Kalba Fort is an 18th century fort located inland of the coastal city of Kalba on the eastern seaboard of Sharjah, United Arab Emirates. It was restored as a museum and visitor attraction in April 2021.

History 
Originally constructed in 1745, additions were made to the structure of the mudbrick, gypsum and stone structure of the fort in 1820. The fort stands on the site of an original fortification captured by the Portuguese commander Gaspar Leite in March 1624 and is of an unusual construction, with buttressing indicating that it was perhaps developed from an original watchtower under Portuguese architectural influence.

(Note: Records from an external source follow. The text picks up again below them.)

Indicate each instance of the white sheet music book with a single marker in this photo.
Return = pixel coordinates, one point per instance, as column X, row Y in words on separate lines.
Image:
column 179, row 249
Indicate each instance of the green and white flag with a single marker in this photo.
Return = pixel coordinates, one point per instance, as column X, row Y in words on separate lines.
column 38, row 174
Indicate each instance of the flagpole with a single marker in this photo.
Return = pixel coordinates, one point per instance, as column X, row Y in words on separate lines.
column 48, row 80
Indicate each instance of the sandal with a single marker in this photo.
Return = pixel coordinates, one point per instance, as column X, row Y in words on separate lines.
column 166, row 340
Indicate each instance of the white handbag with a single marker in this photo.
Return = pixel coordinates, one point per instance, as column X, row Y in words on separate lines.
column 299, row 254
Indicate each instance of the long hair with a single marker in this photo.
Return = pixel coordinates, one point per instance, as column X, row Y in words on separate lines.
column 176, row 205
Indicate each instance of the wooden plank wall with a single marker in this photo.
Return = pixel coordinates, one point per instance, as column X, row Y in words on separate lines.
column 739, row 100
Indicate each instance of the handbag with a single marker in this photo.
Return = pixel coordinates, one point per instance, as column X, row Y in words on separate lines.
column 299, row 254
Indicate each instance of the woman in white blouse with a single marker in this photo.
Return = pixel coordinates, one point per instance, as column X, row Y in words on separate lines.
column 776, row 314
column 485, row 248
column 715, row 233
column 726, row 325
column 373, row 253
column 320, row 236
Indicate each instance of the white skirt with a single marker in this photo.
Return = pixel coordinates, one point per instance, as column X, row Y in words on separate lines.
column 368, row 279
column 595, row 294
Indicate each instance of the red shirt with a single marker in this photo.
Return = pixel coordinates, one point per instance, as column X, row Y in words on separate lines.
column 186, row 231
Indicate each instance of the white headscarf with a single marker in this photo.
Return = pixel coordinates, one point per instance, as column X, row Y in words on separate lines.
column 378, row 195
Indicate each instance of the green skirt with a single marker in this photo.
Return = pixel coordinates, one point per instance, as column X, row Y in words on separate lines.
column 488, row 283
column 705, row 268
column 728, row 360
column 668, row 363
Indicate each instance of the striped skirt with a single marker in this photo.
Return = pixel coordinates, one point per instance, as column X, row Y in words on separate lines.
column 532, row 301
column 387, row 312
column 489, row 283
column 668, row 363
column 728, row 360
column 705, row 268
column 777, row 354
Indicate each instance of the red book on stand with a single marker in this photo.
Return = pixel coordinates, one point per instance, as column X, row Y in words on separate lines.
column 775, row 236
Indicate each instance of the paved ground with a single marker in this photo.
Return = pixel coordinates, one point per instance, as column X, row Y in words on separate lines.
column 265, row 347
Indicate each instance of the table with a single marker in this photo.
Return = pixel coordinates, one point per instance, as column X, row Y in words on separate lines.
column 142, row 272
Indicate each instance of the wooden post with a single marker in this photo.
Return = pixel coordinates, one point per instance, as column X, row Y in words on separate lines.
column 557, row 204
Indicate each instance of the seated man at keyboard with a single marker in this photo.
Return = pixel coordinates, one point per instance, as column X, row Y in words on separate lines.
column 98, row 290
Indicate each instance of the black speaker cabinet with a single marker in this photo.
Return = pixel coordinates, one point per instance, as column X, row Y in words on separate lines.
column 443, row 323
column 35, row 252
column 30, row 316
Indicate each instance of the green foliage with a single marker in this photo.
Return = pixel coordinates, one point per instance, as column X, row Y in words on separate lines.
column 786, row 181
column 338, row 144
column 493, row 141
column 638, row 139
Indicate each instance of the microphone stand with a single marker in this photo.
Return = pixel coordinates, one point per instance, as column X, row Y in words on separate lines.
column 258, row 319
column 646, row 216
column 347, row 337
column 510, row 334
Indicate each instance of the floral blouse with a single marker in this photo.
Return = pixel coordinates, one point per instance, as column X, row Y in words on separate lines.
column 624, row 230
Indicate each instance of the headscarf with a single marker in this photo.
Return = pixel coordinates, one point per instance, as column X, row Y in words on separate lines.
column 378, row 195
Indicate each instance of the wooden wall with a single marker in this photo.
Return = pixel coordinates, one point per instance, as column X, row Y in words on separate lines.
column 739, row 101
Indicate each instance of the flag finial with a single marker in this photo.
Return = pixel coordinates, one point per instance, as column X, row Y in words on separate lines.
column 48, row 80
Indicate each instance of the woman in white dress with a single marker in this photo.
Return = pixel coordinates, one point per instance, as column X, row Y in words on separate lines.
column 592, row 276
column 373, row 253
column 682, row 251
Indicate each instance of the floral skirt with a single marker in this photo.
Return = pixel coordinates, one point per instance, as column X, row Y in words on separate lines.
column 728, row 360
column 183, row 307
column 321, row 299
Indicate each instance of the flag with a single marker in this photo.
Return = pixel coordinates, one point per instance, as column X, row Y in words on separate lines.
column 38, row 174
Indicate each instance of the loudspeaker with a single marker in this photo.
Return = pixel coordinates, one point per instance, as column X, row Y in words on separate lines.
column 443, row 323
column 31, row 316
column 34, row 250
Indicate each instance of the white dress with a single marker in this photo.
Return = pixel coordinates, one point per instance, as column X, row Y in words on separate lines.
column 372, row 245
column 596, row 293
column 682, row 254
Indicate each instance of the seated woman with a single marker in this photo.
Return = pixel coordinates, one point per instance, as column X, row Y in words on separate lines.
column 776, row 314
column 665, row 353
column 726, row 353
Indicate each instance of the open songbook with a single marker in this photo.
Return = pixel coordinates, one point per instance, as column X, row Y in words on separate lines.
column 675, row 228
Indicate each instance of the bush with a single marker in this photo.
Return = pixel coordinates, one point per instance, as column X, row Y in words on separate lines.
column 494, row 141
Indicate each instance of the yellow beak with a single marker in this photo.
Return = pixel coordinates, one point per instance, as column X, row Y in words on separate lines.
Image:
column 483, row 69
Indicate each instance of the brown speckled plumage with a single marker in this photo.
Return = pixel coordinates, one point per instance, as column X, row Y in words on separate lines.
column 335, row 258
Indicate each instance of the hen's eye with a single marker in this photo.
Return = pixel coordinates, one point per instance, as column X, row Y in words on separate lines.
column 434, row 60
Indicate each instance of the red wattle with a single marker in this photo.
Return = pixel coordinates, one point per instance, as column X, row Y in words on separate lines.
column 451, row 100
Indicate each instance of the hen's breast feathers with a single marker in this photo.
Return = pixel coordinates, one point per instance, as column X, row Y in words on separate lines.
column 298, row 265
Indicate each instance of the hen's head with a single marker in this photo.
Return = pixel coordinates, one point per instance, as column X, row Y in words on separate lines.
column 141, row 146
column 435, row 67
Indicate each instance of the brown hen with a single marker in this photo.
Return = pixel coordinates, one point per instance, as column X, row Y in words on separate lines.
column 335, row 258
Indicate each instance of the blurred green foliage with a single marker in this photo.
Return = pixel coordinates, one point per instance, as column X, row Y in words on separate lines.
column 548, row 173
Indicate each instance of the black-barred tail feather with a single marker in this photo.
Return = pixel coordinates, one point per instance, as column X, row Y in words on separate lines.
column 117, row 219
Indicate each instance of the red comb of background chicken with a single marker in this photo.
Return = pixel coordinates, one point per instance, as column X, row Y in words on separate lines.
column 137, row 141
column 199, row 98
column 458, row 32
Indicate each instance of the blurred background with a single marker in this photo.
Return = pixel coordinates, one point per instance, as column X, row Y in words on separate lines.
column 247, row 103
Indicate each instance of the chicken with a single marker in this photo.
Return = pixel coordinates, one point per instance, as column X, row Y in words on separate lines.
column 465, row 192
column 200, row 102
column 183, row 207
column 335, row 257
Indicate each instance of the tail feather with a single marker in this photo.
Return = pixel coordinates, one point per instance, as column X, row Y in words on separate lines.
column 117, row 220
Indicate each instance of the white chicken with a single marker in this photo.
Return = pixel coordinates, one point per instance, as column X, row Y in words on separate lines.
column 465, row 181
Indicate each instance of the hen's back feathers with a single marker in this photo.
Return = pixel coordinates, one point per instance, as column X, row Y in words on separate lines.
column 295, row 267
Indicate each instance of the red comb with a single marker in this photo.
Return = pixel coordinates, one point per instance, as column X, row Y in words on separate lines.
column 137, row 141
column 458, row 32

It represents one of a string of fortifications on the east coast of the Emirates with Portuguese origins, others being at Khor Fakkan, Al Badiyah and Dibba.

By 1829, the fort was described as 'a fort on the side of a creek into which boats of twenty to thirty tons can go' and Kalba itself as a town of some 200 inhabitants.

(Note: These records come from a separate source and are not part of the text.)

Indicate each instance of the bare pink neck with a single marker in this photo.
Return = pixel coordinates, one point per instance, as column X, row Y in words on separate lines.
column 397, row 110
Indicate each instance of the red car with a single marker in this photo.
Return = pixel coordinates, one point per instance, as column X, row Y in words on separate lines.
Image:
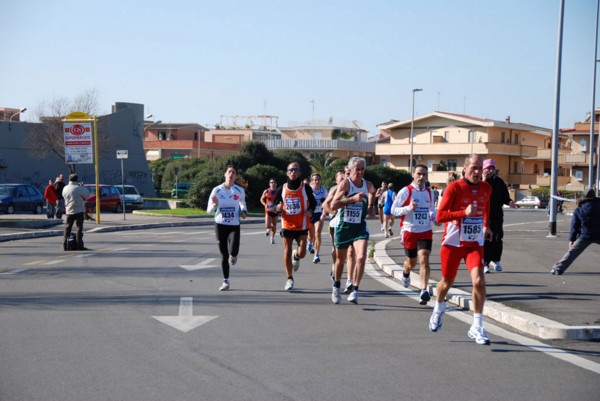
column 110, row 198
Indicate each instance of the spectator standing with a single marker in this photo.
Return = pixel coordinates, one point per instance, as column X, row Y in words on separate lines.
column 74, row 196
column 585, row 230
column 492, row 247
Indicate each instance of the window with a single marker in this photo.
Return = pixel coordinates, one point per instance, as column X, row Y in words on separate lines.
column 452, row 164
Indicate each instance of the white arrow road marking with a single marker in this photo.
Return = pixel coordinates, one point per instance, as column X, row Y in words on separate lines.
column 13, row 271
column 186, row 320
column 201, row 265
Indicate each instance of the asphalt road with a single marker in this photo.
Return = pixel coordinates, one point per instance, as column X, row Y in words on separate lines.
column 111, row 324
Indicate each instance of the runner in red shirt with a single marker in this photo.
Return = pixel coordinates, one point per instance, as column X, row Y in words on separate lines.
column 465, row 209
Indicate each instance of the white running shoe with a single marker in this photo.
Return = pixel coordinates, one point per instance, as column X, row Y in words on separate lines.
column 335, row 295
column 435, row 322
column 353, row 297
column 295, row 261
column 405, row 280
column 479, row 335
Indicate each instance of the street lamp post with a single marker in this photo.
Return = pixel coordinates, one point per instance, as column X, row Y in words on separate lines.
column 23, row 110
column 412, row 125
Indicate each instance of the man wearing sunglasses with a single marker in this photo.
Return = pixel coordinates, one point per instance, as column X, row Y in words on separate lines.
column 296, row 202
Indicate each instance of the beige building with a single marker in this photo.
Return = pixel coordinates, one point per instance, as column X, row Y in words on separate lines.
column 443, row 140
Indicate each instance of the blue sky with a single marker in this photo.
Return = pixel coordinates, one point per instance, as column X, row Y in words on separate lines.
column 193, row 61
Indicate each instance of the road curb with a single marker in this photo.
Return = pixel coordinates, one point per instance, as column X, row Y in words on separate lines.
column 525, row 322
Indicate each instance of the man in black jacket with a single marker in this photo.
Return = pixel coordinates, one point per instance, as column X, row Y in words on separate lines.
column 492, row 248
column 585, row 230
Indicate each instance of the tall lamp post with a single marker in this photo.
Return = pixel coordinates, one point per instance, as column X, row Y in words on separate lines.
column 412, row 126
column 23, row 110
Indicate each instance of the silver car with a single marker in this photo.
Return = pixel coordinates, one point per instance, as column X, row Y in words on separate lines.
column 133, row 199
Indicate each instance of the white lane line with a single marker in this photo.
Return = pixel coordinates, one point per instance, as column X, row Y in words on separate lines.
column 491, row 328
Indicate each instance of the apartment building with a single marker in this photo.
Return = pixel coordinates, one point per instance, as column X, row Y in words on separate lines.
column 442, row 141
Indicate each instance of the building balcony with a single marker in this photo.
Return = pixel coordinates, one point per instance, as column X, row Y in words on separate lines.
column 326, row 145
column 465, row 149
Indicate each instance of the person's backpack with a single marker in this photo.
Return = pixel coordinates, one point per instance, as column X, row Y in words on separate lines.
column 72, row 242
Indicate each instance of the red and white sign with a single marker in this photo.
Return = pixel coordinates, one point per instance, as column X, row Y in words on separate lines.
column 78, row 143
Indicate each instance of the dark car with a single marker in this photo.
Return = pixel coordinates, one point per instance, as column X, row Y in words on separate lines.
column 20, row 198
column 110, row 198
column 180, row 190
column 133, row 198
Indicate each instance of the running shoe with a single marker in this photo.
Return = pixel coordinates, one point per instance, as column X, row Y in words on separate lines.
column 335, row 295
column 405, row 280
column 348, row 288
column 424, row 297
column 479, row 335
column 435, row 322
column 295, row 261
column 353, row 297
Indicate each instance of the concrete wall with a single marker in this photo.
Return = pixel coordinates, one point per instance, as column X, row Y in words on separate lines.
column 125, row 128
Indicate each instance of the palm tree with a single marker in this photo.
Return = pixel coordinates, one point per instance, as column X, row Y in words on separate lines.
column 320, row 162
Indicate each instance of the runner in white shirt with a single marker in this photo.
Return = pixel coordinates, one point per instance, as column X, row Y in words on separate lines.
column 228, row 200
column 414, row 203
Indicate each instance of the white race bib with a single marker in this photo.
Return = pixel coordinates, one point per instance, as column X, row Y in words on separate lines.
column 353, row 213
column 471, row 229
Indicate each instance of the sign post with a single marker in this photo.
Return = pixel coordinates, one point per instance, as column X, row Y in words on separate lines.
column 122, row 154
column 80, row 132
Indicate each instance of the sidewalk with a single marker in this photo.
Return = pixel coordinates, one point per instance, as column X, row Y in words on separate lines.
column 524, row 295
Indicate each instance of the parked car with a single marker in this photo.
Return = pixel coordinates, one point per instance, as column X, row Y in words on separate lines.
column 110, row 198
column 180, row 190
column 532, row 201
column 20, row 198
column 133, row 198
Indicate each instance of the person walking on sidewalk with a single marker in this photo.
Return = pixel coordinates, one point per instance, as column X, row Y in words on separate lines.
column 415, row 205
column 388, row 218
column 74, row 197
column 585, row 230
column 51, row 199
column 296, row 202
column 354, row 198
column 316, row 220
column 465, row 208
column 492, row 247
column 228, row 202
column 268, row 201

The fort was restored and originally opened as a heritage site in December 1996. It features a two-story murabaa or tower. It encompasses an area of some 1,435 square metres and remains date the surrounding village houses back some 500 years. The latest restoration was originally scheduled for completion at the end of 2020. It was restored as a museum and visitor attraction by the ruler of Sharjah, Sultan bin Mohammed Al Qasimi, in April 2021.

Bait Sheikh Saeed bin Hamad Al Qasimi
Adjacent to the fort is the Bait Sheikh Saeed bin Hamad Al Qasimi, a traditional house constructed between 1898 and 1901 and originally opened as a museum in December 1999. The house was also restored and reopened as a museum in April 2021.